Shin’s team at the Gangnueng Oval guards a gate that blocking a short stretch of the hallway circling the arena, where they park the Zambonis. The job of these young women is to stop anyone who tries to pass, and tell them they have to turn and walk all the way around the other way. It’s a 20-minute inconvenience for athletes, photographers and executives in a hurry to get where they need to be.
Many get angry. Some scream.
“I’m so sorry, you can’t come through here,” 22-year-old Lucy Hwang has said again and again, every night for weeks.
One executive, his temper flaring, began berating her, taking photographs of her badge and insisting he’d get her in trouble, in this job that she does for free.
“It got me so stressed out,” she said, “and I told them I don’t want to do this anymore.”
Her manager chased the man down and he promised he’d come to apologize, but he never did. Hwang went home early that night. When she returned, she told them she didn’t want to guard the gate anymore, and they agreed.
Hwang grew up here in Gangwon Province, a rural, down-on-its-luck former coal mining community that launched a years-long bid for the Olympics in an effort to remake itself as an international winter sports destination.
“It’s what we’ve been longing for for a long time,” she said. “The Olympics, it’s a one-time experience in your life. That’s a cliche. But it’s true. I will never be at an Olympics in my town again.”
Exactly 30 years ago, Lucy Hwang’s mother was her age and volunteered for the Olympics in Seoul.

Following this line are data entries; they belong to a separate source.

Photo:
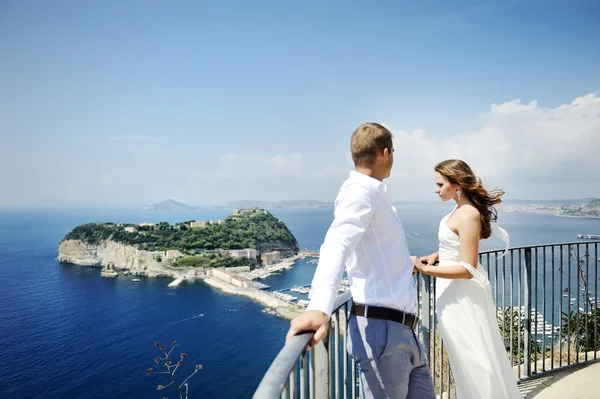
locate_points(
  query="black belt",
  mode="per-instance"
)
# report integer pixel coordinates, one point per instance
(376, 312)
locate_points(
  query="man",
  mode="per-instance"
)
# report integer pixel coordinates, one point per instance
(367, 238)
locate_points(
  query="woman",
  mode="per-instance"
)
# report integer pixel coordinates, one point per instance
(466, 311)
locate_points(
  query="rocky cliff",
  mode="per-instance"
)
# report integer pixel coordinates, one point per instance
(124, 257)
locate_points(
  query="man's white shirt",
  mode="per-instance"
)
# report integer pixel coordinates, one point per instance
(367, 238)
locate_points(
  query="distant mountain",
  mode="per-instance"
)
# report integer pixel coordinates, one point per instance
(279, 204)
(168, 205)
(592, 208)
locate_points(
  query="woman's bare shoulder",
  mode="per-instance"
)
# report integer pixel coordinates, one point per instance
(467, 213)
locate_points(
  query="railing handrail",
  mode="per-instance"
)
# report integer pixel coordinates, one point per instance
(275, 378)
(493, 251)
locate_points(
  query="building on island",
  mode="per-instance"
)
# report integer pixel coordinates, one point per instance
(223, 275)
(269, 258)
(238, 269)
(247, 212)
(172, 254)
(198, 224)
(248, 253)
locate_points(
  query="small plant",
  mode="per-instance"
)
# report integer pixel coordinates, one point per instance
(512, 322)
(171, 368)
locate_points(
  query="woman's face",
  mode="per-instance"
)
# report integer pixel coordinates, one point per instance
(444, 188)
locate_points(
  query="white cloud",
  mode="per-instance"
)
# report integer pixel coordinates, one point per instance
(243, 167)
(134, 138)
(532, 151)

The two women look exactly alike; their family and friends have a nickname for them in Korean that translates roughly to “30-year-apart twins.” Hwang remembers when the announcement came on television that Pyeongchang had won the Olympics on its third try.
“My mom was like, ’Oh, my God, I’m having two Olympics in one life. And you should volunteer because I would again, but I’m too old now,” Hwang recalls. “She says, ‘I had Seoul, now you have Pyeongchang.’”

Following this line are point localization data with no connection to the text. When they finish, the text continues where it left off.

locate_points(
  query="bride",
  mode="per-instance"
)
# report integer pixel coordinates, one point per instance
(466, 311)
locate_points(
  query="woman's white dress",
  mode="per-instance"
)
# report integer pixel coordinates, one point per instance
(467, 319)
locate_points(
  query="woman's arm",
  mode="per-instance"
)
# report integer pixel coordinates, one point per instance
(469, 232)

Hwang loves that people can spot the volunteers because of their loud and matching uniforms. Once, a group of photographers asked her for a bar recommendation. She gave them directions to one of her favorites, and they invited her to come along. She did, and now she has friends from Serbia, from the Czech Republic, from Japan.
She’s been busy, so she didn’t have time to think too much about all she had seen. On her last night at the oval, she said she wished she could have just a few more days.
“I realize it is actually so special to be here,” she said.
Her one complaint: those loud gray-and-red uniforms.
In her normal life, she wears what she describes as the “Korean girl uniform”: skinny jeans and hoodies. The volunteer uniforms are baggy gray jackets, trimmed with a bright-red, pixelated compilation of the Korean alphabet, Hangul. The pattern is on the ski pants and the lining of the boots they have all had to wear, every day, for weeks. She and some of her new friends joke that the red motif looks like “marbled beef.”
“We’re all like, ‘The designer should wear this all the time so he has to know the humiliation,’” she says.
Then another lost fan spotted the marbled beef print in the crowd, pegged her as a volunteer and asked for directions.